After launching, we struggled hard to get users. Zachery had to use the few $10 Starbucks cards he had to incentivise people to sign up. To stand a chance to win these cards, students had to review professors and courses on our platform.
The first semester, I spent hours seeding it with data. Much of these data were sprawled around dozens of Google sheets and documents. It was a terrible way to compile reviews of professors and courses. One could never be sure if it’s veracity or relevance (courses change curriculum and professors regularly)
Once there were enough seed data, the site looked livelier. It wasn’t so empty like a ghost town, which people would have naturally avoided. Together with the Starbucks card campaign, we managed to hustle our way to 200 cumulative reviews. 150 were from actual users. Not too bad for a one month long MVP.
As the weeks went by, we had classes. But in our spare time, we worked on it further. Zachery made improvements to the UI, and I did the same for the backend. We also explored opportunities to grow the team and increase our visibility. That would ensure our platform would eventually become self sustaining.
We had to experiment a lot to figure out what worked. It wasn’t easy and there’s many more stories to tell. But I’ll leave this for another post.
Today, we reaped the fruit of our labours unexpectedly. To most people, it wouldn’t mean much. Heck, my friends even wondered why I was doing charity. I accepted their chiding.
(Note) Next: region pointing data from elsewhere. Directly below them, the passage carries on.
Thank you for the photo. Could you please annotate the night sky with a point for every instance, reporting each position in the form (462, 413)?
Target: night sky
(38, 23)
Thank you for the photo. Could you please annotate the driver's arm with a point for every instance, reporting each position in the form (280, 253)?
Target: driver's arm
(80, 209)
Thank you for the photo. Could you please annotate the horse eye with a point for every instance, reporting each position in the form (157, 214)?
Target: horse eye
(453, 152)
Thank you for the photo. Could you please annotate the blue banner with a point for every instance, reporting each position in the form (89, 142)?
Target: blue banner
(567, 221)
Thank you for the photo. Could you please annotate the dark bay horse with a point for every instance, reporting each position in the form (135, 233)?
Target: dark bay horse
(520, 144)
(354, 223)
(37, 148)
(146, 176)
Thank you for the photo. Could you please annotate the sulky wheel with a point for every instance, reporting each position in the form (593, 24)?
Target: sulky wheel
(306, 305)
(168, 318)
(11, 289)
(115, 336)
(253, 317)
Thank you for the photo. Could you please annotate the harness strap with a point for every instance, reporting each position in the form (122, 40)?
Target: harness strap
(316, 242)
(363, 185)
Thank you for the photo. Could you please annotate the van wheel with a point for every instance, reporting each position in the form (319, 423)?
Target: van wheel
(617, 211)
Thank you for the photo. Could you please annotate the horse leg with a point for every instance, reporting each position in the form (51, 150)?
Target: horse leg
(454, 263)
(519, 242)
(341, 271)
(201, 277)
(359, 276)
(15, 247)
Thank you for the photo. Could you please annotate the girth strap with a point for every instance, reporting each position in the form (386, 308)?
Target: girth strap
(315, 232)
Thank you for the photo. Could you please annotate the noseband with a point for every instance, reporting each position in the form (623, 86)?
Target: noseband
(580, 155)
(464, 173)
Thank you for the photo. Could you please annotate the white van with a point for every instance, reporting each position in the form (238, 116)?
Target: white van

I only knew I wished this platform existed when I was a freshman. That it could also be a community of people I loved hanging out with. It wasn’t apparent straight away. But over time, I realised I enjoyed working with my team very much. There’s no politics. The only pure intentions we have is to grow the project and benefit the community. In addition, we wanted anyone who came aboard to help to grow together as well. And we made it happen.
Earlier, we had a meeting with our college’s student association. We talked about many things. Nearer to the end of the discussion, one of the committee members said something in a sincere tone. It’s something I don’t think I’ll easily forget now.
"It's heart warming to see students helping each other in another way – building an app to build the community"
I paraphrased it a little bit the idea is there. The payoffs for sticking to our passion came unexpectedly. It’s not in the forms you thought it was — money or prestige. It was gratitude and the impact we made.
At times I feel sad I couldn’t make some money from this — we are still running a loss from paying for servers. And it’s burdening my financial situation, but I’ll figure something out soon. Fingers crossed.